社長ブログ

太陽光発電のコストを5分の1に、エネルギー変換効率40%への挑戦

 シャープは従来の2倍以上のエネルギー変換効率を発揮できる太陽電池の開発に成功し、2030年には発電コストを現在の5分の1に低減できる見通しだそうです。
 

 太陽光のエネルギーから電気を生み出すことが太陽電池の役割ですが、通常は1平方センチメートルの面積に当たる太陽光のエネルギーを100mW(ミリワット)と想定して、そこから得られる電力の大きさによって太陽電池のエネルギー変換効率を算出します。
 

 
 
 現在のところ実用レベルの太陽電池の変換効率は15〜20%程度にとどまっていて、つまりこれは1平方センチメートルの太陽電池から得られる電力は15〜20mWです。この変換効率を2倍にできれば、建物の屋根やメガソーラーに設置する太陽光パネルから得られる電力量も2倍になるわけです。
 

 

 シャープが開発に成功した新しい太陽電池は変換効率が37.7%で、まさに現在の2倍の性能を発揮出来ます。
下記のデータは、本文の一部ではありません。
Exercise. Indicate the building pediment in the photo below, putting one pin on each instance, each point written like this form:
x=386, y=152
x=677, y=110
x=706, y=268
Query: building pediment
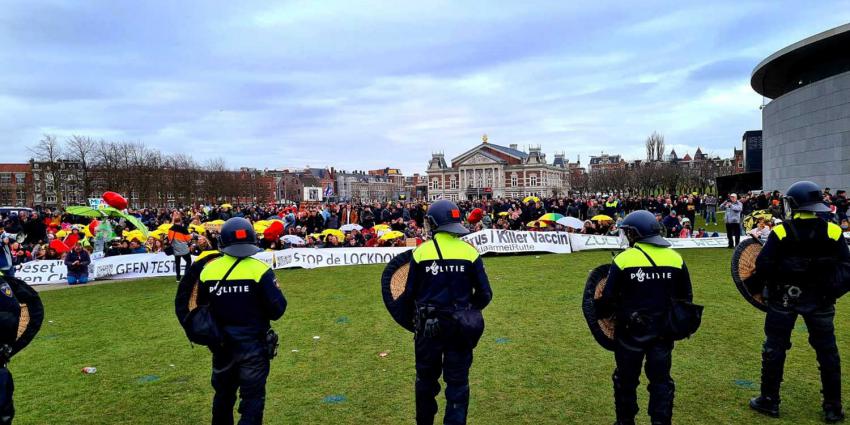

これは1センチ角のセル1枚から37.7mWの電力を作ることができ、研究レベルでは現時点で世界最高だそうです。
今後は実用化に向けて、移動体用の発電システムなどに適用していく予定との事。

 

 
 
 この太陽電池はNEDO(新エネルギー・産業技術総合開発機構)の「革新的太陽光発電、技術研究開発」と呼ぶプロジェクトの中で開発されたもので、このプロジェクトでは2030年に太陽光発電のコストを1kWhあたり7円にすることが目標だそうです。
 
 
 
 
 現時点の太陽光発電のコストは、固定価格買取制度の単価が発電事業者の利益を含めて42円に設定されていることからもわかるように、1kWhあたり35円程度かかります。
これを火力発電(10円/kWh程度)よりも低いコストに抑えることができれば、現在よりも安い電気料金で太陽光による電力を利用できるようになる訳です。

 

 

 前回も書きましたが、今までも新しい技術はイノベーションを起こして世の中を一変させてきました。
省電力半導体や超高効率の太陽光パネルなど、膨大にエネルギーを消費する固定概念を根本的に変えてくれる技術を開発させようとしている事に、やっぱり日本の技術は凄いと感激した記事でした。
 
 
凄いぞエンジニア!

シャープが開発したエネルギー変換効率の高い太陽電池セル。 出典:シャープ

参考記事 [石田雅也,スマートジャパン]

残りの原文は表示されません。